Journal de l'année Édition 1997 1997Éd. 1997

Une année pour rien

L'année 1996 a-t-elle eu lieu ? On peut en douter. 1995 s'était achevée dans la contestation ferroviaire, 1996 se termine, ou presque, dans l'agitation routière : le chiraquisme a décidément du mal à rouler, surtout par temps froid. Il y a un an, la gauche se proposait de mettre au point un programme réaliste... mais volontaire ; douze mois plus tard, elle accouche d'un programme volontaire... qu'elle proclame réaliste. En décembre 1995, Alain Juppé était debout, « droit dans ses bottes », disait-on, mais déjà un peu K-O ; en décembre 1996, il est de plus en plus K-O, mais toujours debout, comme pétrifié par la défaveur populaire, rendu tout à la fois inaltérable et inexpugnable par l'étendue de sa disgrâce citoyenne. En 1995, Jacques Chirac en appelle à l'OTAN pour mettre un terme à la guerre en Bosnie, en 1996, il en appelle aux États-Unis pour intervenir dans la région africaine des Grands Lacs. À douze mois de distance, le sommet de Dublin chausse les bottes du sommet de Madrid : les Européens n'en finissent pas de célébrer l'avènement du nouveau messie monétaire. Les commentaires se suivent et se ressemblent : « l'Euro est sur les rails », « les échéances seront tenues », « le processus est irréversible »... D'une année sur l'autre, le paysage change, mais la ritournelle demeure : l'Union monétaire, c'est le Boléro de Ravel.

Statique

Et, pourtant, 1996 est un peu plus qu'un simple bégaiement. On y a annoncé de grandes réformes, celle de l'armée, en février, emportant la fin de la conscription, celle de la justice, en décembre, symbolisée par la rupture du cordon ombilical entre le gouvernement et le parquet. On a surtout beaucoup attendu en 1996 : les résultats de la rigueur, l'embauche de chômeurs par les chefs d'entreprise, un geste américain sur l'OTAN, les prémices d'un nouveau traité européen, un acheteur pour le Crédit foncier et un autre pour Thomson, la réforme de la SNCF et celle du mode de scrutin régional et législatif, la remontée des courbes de sondage, et, par-dessus tout, l'annonce d'un nouveau gouvernement. Dès le mois d'août, le président Chirac, pris d'une fièvre consultative façon IVe République, reçoit tout ce qui compte dans les droites décomposées qui forment la majorité parlementaire. Aussitôt, le microcosme frémit : Juppé va-t-il partir ? Juppé va-t-il élargir ? Cinq mois passent, pétris d'inquiétude pour les uns et d'espérance pour les autres, et puis rien. La surprise, c'est qu'il n'y en a pas. Alain Juppé reste, son gouvernement aussi : on ne change pas une équipe qui gagne !

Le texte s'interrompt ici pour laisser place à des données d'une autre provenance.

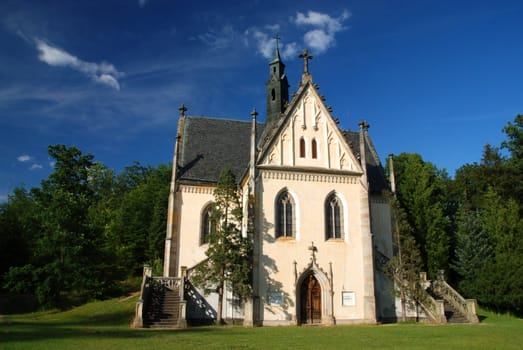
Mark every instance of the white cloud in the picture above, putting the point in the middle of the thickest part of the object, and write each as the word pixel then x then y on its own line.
pixel 221 39
pixel 104 73
pixel 35 167
pixel 24 158
pixel 318 40
pixel 324 29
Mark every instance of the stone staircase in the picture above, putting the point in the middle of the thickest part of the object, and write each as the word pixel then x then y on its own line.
pixel 163 308
pixel 452 314
pixel 453 308
pixel 161 303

1996 a bien existé, la preuve, c'est que tout s'y est encore un peu plus déglingué : les chômeurs sont un peu plus nombreux, les hommes politiques, un peu plus mal considérés, les vaches folles, un peu plus menaçantes, l'Europe joue à « marche ou crève » mais crève un peu plus qu'elle ne marche, l'Afrique est de plus en plus mal partie, et le Premier ministre est toujours au plus bas dans les sondages. Et, quand les choses ne se déglinguent pas, elles tendent à devenir changeantes, instables, déconcertantes. Le président oscille au gré de ses interventions publiques entre son « ça » spontanéiste qui le porte à l'amour du peuple et à la dénonciation de la fracture sociale, et son « surmoi » technocratique qui veille au grain : dans sa bouche, les Français sont tour à tour conservateurs et formidables ; la France, exportatrice et en panne ; la réforme, impossible et exaltante. La contradiction n'est pas le monopole du chef de l'État : la gauche n'en finit pas de tirer à boulets rouges sur son propre héritage. Elle avait signé Maastricht, elle s'en éloigne à pas comptés. Elle avait inventé le marché unique, elle flétrit le piège des délocalisations et communie dans le culte du « service public à la française ». Elle avait imposé les critères de convergence, elle en déplore les rigidités ; elle avait cautionné l'idée d'une banque centrale indépendante, elle en souligne l'illégitimité. Le quiproquo est général, chacun s'acharnant à jouer le rôle de l'autre : l'année commence à Aix-la-Chapelle par la reddition maastrichienne de Philippe Séguin, elle se termine dans l'Express par une apostasie giscardienne de sens contraire. Naguère encore chantre du consensus et de la modération, Édouard Balladur en appelle, le 14 décembre, à la hardiesse libérale et à l'affrontement droite-gauche. Il semble bien, décidément, qu'en 1996 tout le monde ait un peu la tête à l'envers.